Not long after parting ways with their drummer and pianist in 2011, Imagine Dragons signed with Interscope and began recording with producer Alex Da Kid, best known for his work with Eminem and Nicki Minaj. “He reached out to us in an email,” says Reynolds. “We’d been an indie band for years, and we turned down many offers from major labels because they just didn’t seem right. But then Alex reached out to us and said something like ‘Yo, I dig your songs. Hit me up.'”
They decided it was worth a shot. “He told us to just sit down and write what we’d been doing,” says Reynolds. “It immediately felt comfortable. He wasn’t trying to make some band that existed in his mind . . . He had this way of helping us get percussion sounds that were a little bit harder and a little edgier. It made all the difference. He understood we were very percussive and rhythm-based, so he helped us capitalize on that.”
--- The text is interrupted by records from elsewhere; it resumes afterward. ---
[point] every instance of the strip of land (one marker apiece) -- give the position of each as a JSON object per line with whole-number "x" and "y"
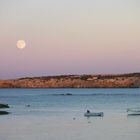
{"x": 131, "y": 80}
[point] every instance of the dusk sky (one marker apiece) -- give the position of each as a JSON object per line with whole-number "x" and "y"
{"x": 69, "y": 37}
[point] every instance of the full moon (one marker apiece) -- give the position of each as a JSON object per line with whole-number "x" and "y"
{"x": 21, "y": 44}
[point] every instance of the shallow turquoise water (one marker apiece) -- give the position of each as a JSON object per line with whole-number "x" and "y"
{"x": 52, "y": 102}
{"x": 51, "y": 112}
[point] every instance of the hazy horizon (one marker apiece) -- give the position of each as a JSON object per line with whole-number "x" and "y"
{"x": 69, "y": 37}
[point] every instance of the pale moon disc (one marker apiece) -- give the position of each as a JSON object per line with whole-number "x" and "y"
{"x": 21, "y": 44}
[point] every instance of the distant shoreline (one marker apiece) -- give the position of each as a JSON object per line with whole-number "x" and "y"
{"x": 131, "y": 80}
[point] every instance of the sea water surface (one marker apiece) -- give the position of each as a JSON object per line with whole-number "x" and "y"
{"x": 58, "y": 114}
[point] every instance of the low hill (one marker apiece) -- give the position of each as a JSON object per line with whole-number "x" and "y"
{"x": 131, "y": 80}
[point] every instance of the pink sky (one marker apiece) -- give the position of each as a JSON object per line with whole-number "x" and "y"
{"x": 69, "y": 37}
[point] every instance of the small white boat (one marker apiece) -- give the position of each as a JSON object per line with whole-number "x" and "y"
{"x": 94, "y": 114}
{"x": 133, "y": 111}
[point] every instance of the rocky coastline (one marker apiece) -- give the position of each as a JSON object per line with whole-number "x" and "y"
{"x": 131, "y": 80}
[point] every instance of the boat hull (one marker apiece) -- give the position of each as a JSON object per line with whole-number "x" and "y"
{"x": 92, "y": 114}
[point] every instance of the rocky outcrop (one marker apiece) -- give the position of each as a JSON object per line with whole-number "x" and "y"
{"x": 75, "y": 81}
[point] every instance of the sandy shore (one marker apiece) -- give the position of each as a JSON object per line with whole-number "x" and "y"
{"x": 36, "y": 128}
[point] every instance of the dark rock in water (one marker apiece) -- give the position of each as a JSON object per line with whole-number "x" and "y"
{"x": 4, "y": 106}
{"x": 4, "y": 112}
{"x": 68, "y": 94}
{"x": 28, "y": 105}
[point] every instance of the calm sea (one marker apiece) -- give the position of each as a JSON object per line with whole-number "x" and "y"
{"x": 69, "y": 102}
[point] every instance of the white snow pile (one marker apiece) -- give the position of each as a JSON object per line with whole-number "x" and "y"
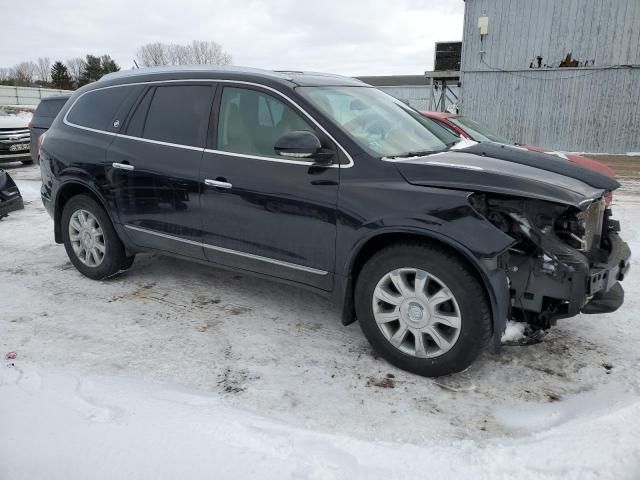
{"x": 514, "y": 331}
{"x": 57, "y": 425}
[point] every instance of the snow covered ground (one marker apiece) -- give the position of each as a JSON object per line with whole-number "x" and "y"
{"x": 176, "y": 370}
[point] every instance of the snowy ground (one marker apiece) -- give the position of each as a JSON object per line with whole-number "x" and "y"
{"x": 176, "y": 370}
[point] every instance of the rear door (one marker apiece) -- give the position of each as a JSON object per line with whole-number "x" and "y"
{"x": 262, "y": 212}
{"x": 155, "y": 167}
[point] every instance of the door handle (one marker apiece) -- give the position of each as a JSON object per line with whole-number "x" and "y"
{"x": 123, "y": 166}
{"x": 217, "y": 183}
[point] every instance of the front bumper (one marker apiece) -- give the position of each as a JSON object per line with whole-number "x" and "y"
{"x": 7, "y": 157}
{"x": 563, "y": 282}
{"x": 606, "y": 294}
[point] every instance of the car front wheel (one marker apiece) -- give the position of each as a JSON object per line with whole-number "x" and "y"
{"x": 90, "y": 239}
{"x": 422, "y": 309}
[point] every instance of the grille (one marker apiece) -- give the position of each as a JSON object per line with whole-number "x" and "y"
{"x": 593, "y": 218}
{"x": 14, "y": 135}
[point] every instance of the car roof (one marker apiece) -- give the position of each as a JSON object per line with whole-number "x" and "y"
{"x": 215, "y": 72}
{"x": 439, "y": 114}
{"x": 56, "y": 97}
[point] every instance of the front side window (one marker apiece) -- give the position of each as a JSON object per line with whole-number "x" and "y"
{"x": 97, "y": 108}
{"x": 381, "y": 124}
{"x": 250, "y": 122}
{"x": 176, "y": 114}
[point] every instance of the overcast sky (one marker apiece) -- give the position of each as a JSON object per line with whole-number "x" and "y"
{"x": 366, "y": 37}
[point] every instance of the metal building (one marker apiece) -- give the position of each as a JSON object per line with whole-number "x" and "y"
{"x": 556, "y": 73}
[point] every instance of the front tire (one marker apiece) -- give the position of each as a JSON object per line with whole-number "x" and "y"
{"x": 422, "y": 309}
{"x": 90, "y": 239}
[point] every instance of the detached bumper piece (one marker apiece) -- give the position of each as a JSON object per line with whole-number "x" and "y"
{"x": 10, "y": 197}
{"x": 605, "y": 301}
{"x": 607, "y": 293}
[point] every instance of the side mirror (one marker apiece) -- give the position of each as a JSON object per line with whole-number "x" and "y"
{"x": 302, "y": 144}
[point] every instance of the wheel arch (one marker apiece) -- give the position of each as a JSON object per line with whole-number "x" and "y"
{"x": 65, "y": 192}
{"x": 493, "y": 283}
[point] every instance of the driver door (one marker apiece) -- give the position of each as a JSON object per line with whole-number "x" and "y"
{"x": 260, "y": 211}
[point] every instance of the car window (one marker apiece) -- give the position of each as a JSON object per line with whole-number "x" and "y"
{"x": 479, "y": 132}
{"x": 136, "y": 123}
{"x": 97, "y": 108}
{"x": 179, "y": 114}
{"x": 250, "y": 122}
{"x": 381, "y": 124}
{"x": 446, "y": 127}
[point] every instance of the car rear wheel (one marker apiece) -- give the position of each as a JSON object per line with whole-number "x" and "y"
{"x": 90, "y": 239}
{"x": 422, "y": 309}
The band released their debut LP, Night Visions. in September of 2012. The single “Radioactive” slowly began climbing the charts. “That’s basically a song about my struggle with anxiety and depression,” Reynolds says. “It’s about becoming self-empowered and rising above that. I wanted to write a masculine and primal song about conjuring and rising above human weakness. Alex really helped us with that one. It has a dubstep vibe to it. We’d try something like that and it wouldn’t be heavy enough. Alex can come in and say, ‘Let’s add this distortion,’ and then suddenly it clicks.”
The song is in heavy rotation on Top 40 radio. “We had no idea that would happen,” Reynolds says. “We’re a little flabbergasted. There’s a lot of artists that opened the door for us. We wouldn’t be where we are if not for groups like Foster the People, Mumford & Sons. Top 40 radio has changed a bit in recent years and allowed in these bands that are a little more alternative-leaning.”
Numerous rock writers have compared Imagine Dragons to the Killers. “I think we get those comparisons because we’re a rock band from Las Vegas and we use synths,” says Reynolds. “But at the end of the day, they’re a great band. I never mind when someone makes those comparisons. I also understand why people want to compare us to other groups. Arcade Fire is a huge influence on us, and I love Coldplay’s first album and listened to it quite a bit. But growing up, my two favorite songwriters were Paul Simon and Harry Nilsson.”
Imagine Dragons just got back from Europe and immediately began a U.S. tour. “We have the whole year booked up,” says Reynolds. “Every single day we’re either playing a show or traveling to a show. I try to not look at the schedule because it’s just overwhelming . . . I actually had a polyp removed from my vocal cord the other year because of overuse. I had to take vocal lessons to learn how to pace myself.”
Even though their first album is just now taking off, Reynolds is hard at work on the group’s follow-up. “I’m always writing on my bunk on the bus,” he says. “I have a little USB microphone and a MIDI controller. It provides me my sanity through touring. I have hundreds of demos. It’s like my journal, and I’m always writing something new.”